I’m afraid they don’t. Big-time college sports are a huge business these days and even CEOs and presidents of companies are subject to performance evaluations.
But Bowden has a lot of friends, some of whom probably give a lot of money to the university. This makes an athletic director or university president reluctant to get involved in what could be a very unpopular decision with influential and powerful alumni and donors. The only thing the university president will say at this time is that Bowden will not be fired during the season — which nobody expects, anyway.
But there is a way out and the answer can be found within any university. Higher education has been run by committees for centuries. If the athletic director and the university president are wary of the fallout from firing Bowden, it might be beneficial for them to form a committee of 10 – five of whom are appointed by Bowden and five by the president and/or the athletic director.

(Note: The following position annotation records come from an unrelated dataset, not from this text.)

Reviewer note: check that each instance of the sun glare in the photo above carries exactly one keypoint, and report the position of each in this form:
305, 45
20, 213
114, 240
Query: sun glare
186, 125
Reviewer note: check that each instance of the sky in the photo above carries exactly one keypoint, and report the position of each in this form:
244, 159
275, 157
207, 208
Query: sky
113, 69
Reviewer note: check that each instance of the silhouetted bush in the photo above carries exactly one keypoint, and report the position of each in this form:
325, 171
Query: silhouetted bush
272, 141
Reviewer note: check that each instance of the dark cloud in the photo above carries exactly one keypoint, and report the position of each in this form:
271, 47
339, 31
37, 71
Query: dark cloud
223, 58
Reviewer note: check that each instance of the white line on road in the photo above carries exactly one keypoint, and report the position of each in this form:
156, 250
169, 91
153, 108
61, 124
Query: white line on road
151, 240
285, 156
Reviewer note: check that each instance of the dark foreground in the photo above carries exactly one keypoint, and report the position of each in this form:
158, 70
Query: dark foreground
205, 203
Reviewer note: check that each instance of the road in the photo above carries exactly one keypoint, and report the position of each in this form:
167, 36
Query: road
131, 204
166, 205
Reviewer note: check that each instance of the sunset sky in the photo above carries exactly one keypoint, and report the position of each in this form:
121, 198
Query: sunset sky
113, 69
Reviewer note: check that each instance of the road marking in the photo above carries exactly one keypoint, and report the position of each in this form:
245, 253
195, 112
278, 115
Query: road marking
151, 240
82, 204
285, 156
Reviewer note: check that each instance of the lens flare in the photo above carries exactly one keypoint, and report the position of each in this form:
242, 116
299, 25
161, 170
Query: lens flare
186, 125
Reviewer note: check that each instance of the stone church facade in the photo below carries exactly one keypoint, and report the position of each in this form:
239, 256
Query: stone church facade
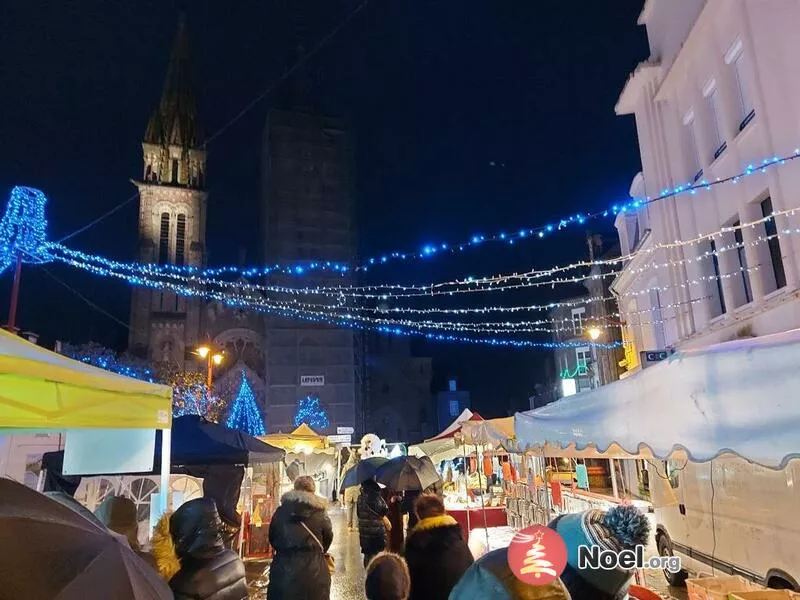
166, 328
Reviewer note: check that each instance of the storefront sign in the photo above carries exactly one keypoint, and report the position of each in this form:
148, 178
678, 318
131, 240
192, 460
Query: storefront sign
312, 380
569, 387
340, 439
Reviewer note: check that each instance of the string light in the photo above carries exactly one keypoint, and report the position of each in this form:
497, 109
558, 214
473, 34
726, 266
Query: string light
473, 285
244, 413
311, 412
23, 228
428, 251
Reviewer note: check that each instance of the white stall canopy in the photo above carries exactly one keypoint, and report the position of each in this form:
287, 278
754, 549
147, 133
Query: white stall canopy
739, 396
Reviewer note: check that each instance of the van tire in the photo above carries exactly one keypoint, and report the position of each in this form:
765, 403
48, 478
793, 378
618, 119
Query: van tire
665, 549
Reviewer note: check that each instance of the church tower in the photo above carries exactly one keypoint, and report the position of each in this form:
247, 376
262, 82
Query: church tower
172, 213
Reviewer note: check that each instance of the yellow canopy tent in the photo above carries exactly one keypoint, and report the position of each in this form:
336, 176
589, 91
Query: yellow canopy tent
41, 390
301, 440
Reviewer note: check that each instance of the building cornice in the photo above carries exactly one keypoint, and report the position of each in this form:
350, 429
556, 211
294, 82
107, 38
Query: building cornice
169, 190
683, 59
645, 72
626, 276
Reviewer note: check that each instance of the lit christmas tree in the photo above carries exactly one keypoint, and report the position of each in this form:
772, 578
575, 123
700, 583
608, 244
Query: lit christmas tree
190, 396
310, 412
244, 414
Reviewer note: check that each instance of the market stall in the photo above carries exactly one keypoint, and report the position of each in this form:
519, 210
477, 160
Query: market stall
108, 418
721, 425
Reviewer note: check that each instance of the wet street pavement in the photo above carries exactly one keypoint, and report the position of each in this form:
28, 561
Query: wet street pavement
348, 581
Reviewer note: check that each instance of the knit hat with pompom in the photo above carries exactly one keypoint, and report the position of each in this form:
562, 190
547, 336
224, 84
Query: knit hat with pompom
620, 528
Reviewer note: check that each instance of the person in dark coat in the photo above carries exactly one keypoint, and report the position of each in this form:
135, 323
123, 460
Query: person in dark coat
409, 502
119, 514
371, 509
436, 552
209, 571
387, 578
395, 537
299, 569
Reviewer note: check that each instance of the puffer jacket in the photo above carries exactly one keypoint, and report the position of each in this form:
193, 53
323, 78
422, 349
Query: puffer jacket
437, 557
209, 571
299, 570
491, 577
371, 509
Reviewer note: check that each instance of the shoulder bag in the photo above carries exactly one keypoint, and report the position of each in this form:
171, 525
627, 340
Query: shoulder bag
329, 560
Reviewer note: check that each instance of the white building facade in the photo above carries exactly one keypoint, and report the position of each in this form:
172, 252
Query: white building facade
719, 93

That committee would then review the results of this season and vote on whether Bowden’s contract should be extended. The vote could be confidential and the result would be an outcome that would shield the president and AD from some of the fallout, whichever way the committee votes.
Now you may think that none of the five friends of Bowden would ever vote for his ouster, but I disagree. It’s entirely possible that one or more of those closest to him could decide that for him, it’s best to step down.
Sadly, this is how higher education usually works – most issues are decided by committees. There are very few university presidents like the late Myles Brand, who had the courage as president at Indiana to fire the popular Bob Knight. Incidentally, the whole committee thing is probably one of the reasons NCAA football programs have such an embarrassing track record in hiring minority football coaches.
I don’t think many university ADs or presidents will be facing Bowden-like decisions in the future, though. Sure, there’s Joe Paterno at Penn State. But down the road, it isn’t likely many coaches will stay that long in one place. Increasing salaries mean more movement – either to larger schools or to the NFL. And increasing pressure to win means a quicker trigger when it comes to making coaching changes.